One of my New Year’s resolutions was to read all of the John Steinbeck novels. I’ve done pretty well so far, having read East of Eden, Cannery Row, The Red Pony, The Long Valley, The Pearl and even Travels with Charley, which isn’t a novel. I’ve just started The Grapes of Wrath.
Last year I decided to read all of Jane Austen’s books. It was a wonderful experience. I find if you read one book after another, fairly close together, it’s a lot like watching a season of a television series in a marathon manner. Where there is repetitiveness you recognize it and as a writer that’s fantastic. It leads to a better understanding of how a great author thinks. Deep immersion in Austen caused me to become frustrated with the horrible restrictions on women of her time and truly appreciate my own freedoms.
Since I published my first novel, Red Mojo Mama, I have spent a great deal of time doing obligatory reading as I’m sure many of you have. That is to say, I have owed it to a number of my compadres to read their works. While this has been enjoyable and informative, I miss reading an author I already know I love and especially reading enough of that writer to really appreciate their genius.
I watched a PBS/Ken Burns special on Mark Twain recently and it has inspired me to read those of his books I haven’t already read and re-read those I have. I already know I love Twain, but now I want to study his use of dialog, how he captured the voice of his times.

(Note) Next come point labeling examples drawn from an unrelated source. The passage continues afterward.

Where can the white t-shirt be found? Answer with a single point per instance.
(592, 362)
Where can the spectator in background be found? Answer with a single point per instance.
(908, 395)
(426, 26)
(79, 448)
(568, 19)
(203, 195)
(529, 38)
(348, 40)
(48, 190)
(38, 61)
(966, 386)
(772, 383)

After reading Austen and Steinbeck, I think they had that trait in common with Twain, and that perhaps that is what makes an author magnificent – the ability to play back to the reader what a people and era sounded like. The authenticity of that speech and thought pattern captures the reader and won’t let go.
So, while I will definitely continue to read the works of my brother and sister writers, I’m going to continue to make a point of structuring some “intentional reading” for myself periodically. It’s great for my inner scribe.